Other vendors commonly name their avocados as “Guatemalteca”–meaning Guatemalan. This, however, is not a variety name but a broad category of avocados that includes many varieties. Vendors have shown me Guatemalteca avocados with green pebbled skin, shiny, black, smooth skin and polished lime-green skin. I have seen Guatemalteca avocados both big and small, and I have tasted ones with watery, fruity flesh and fatty, thick, rich flesh.
I have pointed out these differences to fruit dealers who give this simple label to all their avocados, and they have answered, “Oh, that is Guate-negro, and that is Guate-verde, and that is Guate-pequeno. But that’s not important. Four for one dollar!”
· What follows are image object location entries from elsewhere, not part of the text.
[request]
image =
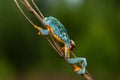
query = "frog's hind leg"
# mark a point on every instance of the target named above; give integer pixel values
(41, 31)
(77, 60)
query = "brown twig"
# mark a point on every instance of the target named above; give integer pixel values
(53, 43)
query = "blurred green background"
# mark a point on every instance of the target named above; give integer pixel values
(93, 24)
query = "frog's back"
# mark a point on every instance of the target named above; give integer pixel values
(58, 29)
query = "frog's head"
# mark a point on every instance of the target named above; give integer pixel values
(72, 45)
(49, 20)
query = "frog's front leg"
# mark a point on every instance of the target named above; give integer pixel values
(75, 60)
(41, 31)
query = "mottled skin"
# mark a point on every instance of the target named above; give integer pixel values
(59, 32)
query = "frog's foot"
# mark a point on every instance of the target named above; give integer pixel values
(82, 71)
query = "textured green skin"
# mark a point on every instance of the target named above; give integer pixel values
(59, 30)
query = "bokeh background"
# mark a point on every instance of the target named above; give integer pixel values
(93, 24)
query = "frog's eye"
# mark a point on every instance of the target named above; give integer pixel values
(72, 43)
(45, 19)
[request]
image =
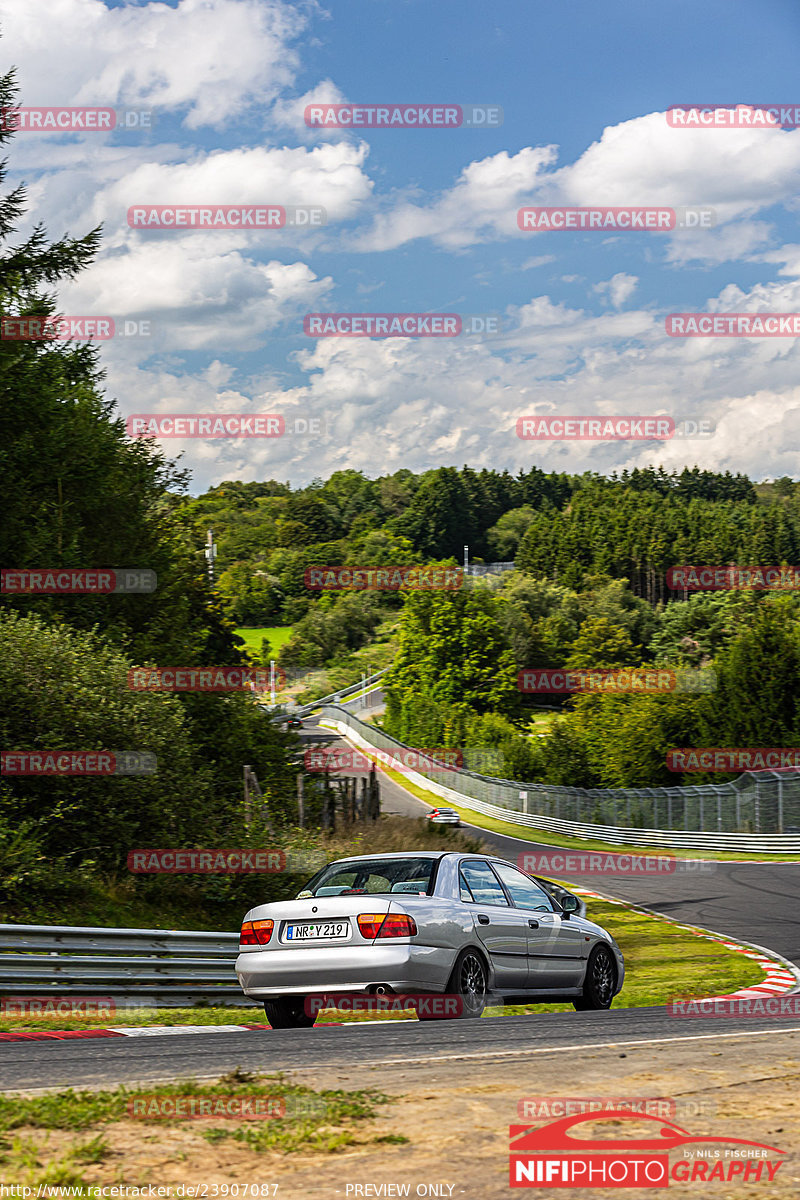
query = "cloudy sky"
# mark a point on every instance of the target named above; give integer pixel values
(425, 220)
Actually, it is important to get variety names straight before a tasting–and only occasionally are vendors helpful. In the town of Paute, about 30 kilometers northeast of Cuenca, I stopped in at the central market, having been told that some very fine avocados are grown here. I saw nothing especially remarkable–mostly just small to tiny avocados, both green and black, with thin, brittle skins and oily flesh. But one saleslady named her avocados as “Pautena.” Fresh data! I hungrily scribbled down this name–probably given to a local variety, born in this region and named for the town. Problem was, her avocados were all different sizes, colors and shapes, yet she insisted they had come from the same tree.
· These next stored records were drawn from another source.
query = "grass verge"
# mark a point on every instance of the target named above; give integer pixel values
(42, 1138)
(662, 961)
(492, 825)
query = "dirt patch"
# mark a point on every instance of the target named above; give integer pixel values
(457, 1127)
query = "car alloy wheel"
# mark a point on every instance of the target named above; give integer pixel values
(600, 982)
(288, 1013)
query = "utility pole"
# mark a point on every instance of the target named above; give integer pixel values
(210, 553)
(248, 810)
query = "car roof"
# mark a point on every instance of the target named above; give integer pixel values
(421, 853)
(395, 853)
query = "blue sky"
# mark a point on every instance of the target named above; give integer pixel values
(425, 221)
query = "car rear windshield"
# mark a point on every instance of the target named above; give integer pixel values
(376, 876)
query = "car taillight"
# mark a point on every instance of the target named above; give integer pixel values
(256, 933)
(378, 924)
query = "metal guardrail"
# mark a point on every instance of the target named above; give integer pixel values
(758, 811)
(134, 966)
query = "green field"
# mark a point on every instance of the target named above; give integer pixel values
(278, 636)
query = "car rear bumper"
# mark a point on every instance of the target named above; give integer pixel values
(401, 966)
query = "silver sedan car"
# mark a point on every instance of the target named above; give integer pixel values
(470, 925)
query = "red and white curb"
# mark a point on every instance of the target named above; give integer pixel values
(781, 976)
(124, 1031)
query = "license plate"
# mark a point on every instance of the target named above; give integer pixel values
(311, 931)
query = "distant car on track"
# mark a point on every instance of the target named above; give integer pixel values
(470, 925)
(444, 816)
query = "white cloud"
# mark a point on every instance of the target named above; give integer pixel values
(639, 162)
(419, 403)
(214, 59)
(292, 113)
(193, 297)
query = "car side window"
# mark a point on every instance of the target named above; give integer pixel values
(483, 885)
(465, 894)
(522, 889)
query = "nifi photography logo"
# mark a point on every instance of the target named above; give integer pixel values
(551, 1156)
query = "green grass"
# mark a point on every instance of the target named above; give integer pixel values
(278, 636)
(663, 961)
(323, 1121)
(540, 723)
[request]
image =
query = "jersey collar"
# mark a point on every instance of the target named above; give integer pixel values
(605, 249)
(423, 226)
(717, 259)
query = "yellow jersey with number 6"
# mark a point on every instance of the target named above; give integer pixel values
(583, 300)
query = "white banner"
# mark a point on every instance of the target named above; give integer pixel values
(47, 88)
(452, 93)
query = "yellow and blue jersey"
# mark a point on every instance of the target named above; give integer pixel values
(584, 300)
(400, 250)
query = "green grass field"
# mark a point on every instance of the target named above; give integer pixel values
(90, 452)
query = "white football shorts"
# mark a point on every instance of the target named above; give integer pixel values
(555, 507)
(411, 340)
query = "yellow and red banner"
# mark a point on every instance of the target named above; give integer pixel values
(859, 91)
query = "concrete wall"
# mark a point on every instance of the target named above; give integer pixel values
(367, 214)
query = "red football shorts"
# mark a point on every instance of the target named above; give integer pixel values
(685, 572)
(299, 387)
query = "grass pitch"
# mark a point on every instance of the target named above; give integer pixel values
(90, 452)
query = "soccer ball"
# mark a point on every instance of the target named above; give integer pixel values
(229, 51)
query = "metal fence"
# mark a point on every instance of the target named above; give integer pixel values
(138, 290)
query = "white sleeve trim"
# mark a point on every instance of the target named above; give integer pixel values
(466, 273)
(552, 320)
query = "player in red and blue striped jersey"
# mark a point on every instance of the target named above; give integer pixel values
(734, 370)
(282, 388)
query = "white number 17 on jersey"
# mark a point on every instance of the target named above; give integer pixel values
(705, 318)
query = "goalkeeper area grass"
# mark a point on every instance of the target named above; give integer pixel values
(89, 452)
So, with proper names on them or not, here are some avocados you may taste in Ecuador.
Guatemalteca A word commonly heard in avocado conversations in Ecuador, Guatemalteca is the name applied to numerous avocado varieties by the vendors who sell them. This becomes a point of frustration for one trying to differentiate the varieties by actual name, yet to avocado experts the label carries a seed of truth. For the Guatemalan avocado is one of three subspecies of P. americana (the other two are the Mexican and the West Indian). Guatemalan avocado trees generally produce large fruits with pebbly, thick skins and fatty flesh. But there are hundreds of varieties of this subspecies, but never did I get much past the blanket term “Guatemalteca.” The avocados I found carrying this label had skins ranging from thin, shiny and black to thick, pebbly and green. Flesh was usually on the delicious and creamy, though a few Guatemalteca avocados were of the watery sort. I licked my spoon clean, confused every time.
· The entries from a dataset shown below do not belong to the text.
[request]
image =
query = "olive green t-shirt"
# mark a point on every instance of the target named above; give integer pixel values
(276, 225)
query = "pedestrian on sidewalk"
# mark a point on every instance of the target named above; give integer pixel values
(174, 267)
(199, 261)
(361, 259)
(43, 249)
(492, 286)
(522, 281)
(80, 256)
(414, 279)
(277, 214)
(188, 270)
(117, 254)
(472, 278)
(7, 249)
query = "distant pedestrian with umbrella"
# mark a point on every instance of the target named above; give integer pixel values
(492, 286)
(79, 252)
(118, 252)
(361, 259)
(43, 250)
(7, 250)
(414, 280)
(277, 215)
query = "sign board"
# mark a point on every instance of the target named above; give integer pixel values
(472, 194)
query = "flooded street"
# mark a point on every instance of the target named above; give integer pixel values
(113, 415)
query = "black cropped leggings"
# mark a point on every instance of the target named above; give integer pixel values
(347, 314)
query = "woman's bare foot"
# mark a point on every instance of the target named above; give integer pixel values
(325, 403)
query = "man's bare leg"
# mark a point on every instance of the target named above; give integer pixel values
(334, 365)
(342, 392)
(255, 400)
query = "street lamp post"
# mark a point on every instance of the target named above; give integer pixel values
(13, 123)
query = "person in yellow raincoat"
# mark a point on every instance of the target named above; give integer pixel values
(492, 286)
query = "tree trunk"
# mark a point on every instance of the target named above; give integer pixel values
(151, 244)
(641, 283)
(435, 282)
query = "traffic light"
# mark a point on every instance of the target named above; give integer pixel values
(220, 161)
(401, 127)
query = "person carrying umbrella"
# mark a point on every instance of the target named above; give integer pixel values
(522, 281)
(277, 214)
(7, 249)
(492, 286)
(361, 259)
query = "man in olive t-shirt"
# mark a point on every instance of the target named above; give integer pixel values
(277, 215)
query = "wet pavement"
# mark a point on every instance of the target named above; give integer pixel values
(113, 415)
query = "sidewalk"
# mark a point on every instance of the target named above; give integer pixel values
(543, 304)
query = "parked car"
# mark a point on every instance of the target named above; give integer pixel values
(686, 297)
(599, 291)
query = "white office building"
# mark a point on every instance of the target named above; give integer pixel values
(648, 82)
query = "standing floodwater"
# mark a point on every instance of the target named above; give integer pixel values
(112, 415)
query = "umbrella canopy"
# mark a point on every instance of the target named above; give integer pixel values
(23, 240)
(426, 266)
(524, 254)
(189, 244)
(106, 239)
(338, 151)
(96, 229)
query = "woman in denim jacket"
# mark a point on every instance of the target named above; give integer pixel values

Costeno An elongate, smooth, light green skinned avocado, the Costeno–if it really is the Costeno–has light, low-fat flesh that is fruity and mild. Such avocados are often reserved in Ecuador for use in sweeter preparations–such as blended with milk and sugar–but for many tasters, avocados like the Costeno will lose out when compared to the rich, fatty avocados of a proper Californian guacamole pot.
“Negro” With no given name beyond its color, this small, shiny fruit has skin that appears almost like asphalt–a mottled, blackish-brown. The flesh is nutty but plain, slightly bitter, and just a little watery. Be warned that the same avocado may be called a Guatemalteca.
Lojano I found this avocado in Cuenca, at a fruit stall on the east side of town. A very large and elongated avocado, with smooth shiny green skin, its flesh was a unique yellowish-orange and of buttery, fatty consistency. The Lojano was one of the very best I tasted–and four of these giants cost only a dollar. Praise Ecuador!
Criollo Another smooth-skinned, lime-green avocado like the Lojano and Costeno, the Criollo was found in the basket of a street vendor in Loja. The pit is huge and the meat lacking both in quantity and oil.
Pautena The town of Paute, in the mountains east of Cuenca, is renowned by some locals for its avocados, which may be grown nowhere else. The leading form seems to be a small, shiny black avocado not much larger than a golf ball and with dense, sticky flesh.
Other avocado names you may hear in Ecuador:
Mantequillo, nacional, paisano.
Peru–Another Place to Hunt:
The markets of Peru yielded some spectacular finds, of avocados both strangely shaped and of tremendous size. In the northern towns, one may find avocados weighing about four pounds and the size of footballs. In Huarmey, watch for a vendor in the central marketplace with a basket full of avocados shaped like cashew nuts.
Almost an avocado: The coyo is a green, pear-shaped fruit that hangs from large tree that belongs in the same genus as the avocado. The fruit is not commercially cultivated, but the intrepid searcher who asks questions and knocks on doors may find their way to a coyo tree. I, for one, did not. Good luck.
January 17, 2013
Symptoms of traveler’s diarrhea usually kick in an hour after the victim gets on the bus, I told my brother Andrew. He was eagerly attacking his first cooked meal in a week—a fillet of fish and fried potatoes from a small seaside restaurant in Tortugas. “It does’t matter when you get on the bus,” I elaborated. ”It’s an hour after you get on the bus.”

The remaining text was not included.